Letter to the editor 12.6.11

Dear Leader,

As regards your front page article on the budget it is my impression that you missed an opportunity for starting a critical discussion on how universities are funded and how those funds are spent.  To focus on the top fiver earners, compare those earners to industry averages and analyze the budget woes of simply the past year are to ignore endemic and systematic problems that plague higher education as a whole.

Two trends in particular are of concern for students.  The first is that universities have increasingly come to rely on low paid, part-time workers to shoulder an increasing amount of an institutions teaching load. For large schools like U of I, this would be done by graduate students.  For smaller schools like Elmhurst this burden is taken up by adjuncts.

The second is an increasing amount of spending being put into ‘periphery’ uses.  By periphery, I mean those uses that do not directly contribute to the primary good that universities are said to provide: education.  This is caused by increasing amounts of being spent on expanding bureaucracies and non-core uses.

Generally good economic times, the perceived great value of higher education, and the ready availability of credit on generous terms for educational purposes (student loans) have allowed universities to in the past generally ignore the tension created by an expanding administration and skimping on core teaching staff.   These problems plague the entire industry and are hardly unique to EC.
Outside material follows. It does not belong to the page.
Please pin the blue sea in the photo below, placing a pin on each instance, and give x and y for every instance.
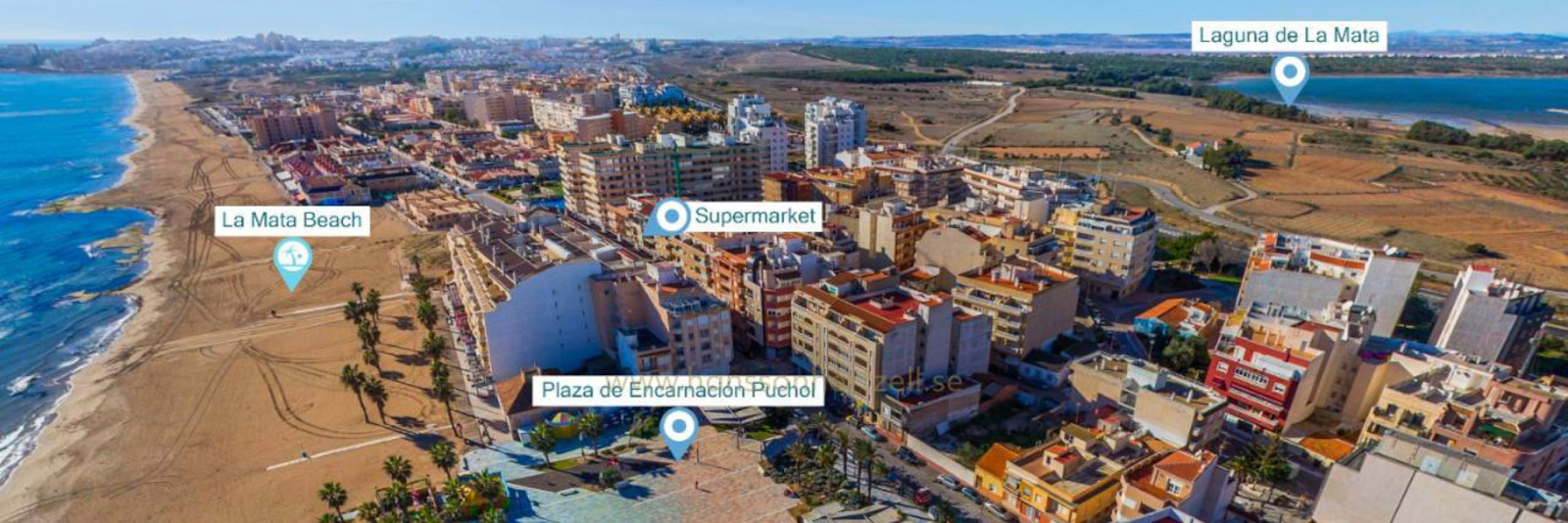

Yet, the result is for students to be paying for what in many respects is a sham product.  Many adjuncts can be found teaching for only slightly lower rates at local community colleges.  Hence, it is the same product with different labeling and it is that brand that students end up paying the difference for.

In this respect EC’s current budget woes and need to increase tuition are merely the result of intractable and endemic problems that have been plaguing universities for years.  It is this story that your article on the budget has missed and it is this story that students across the country need to be concerned about.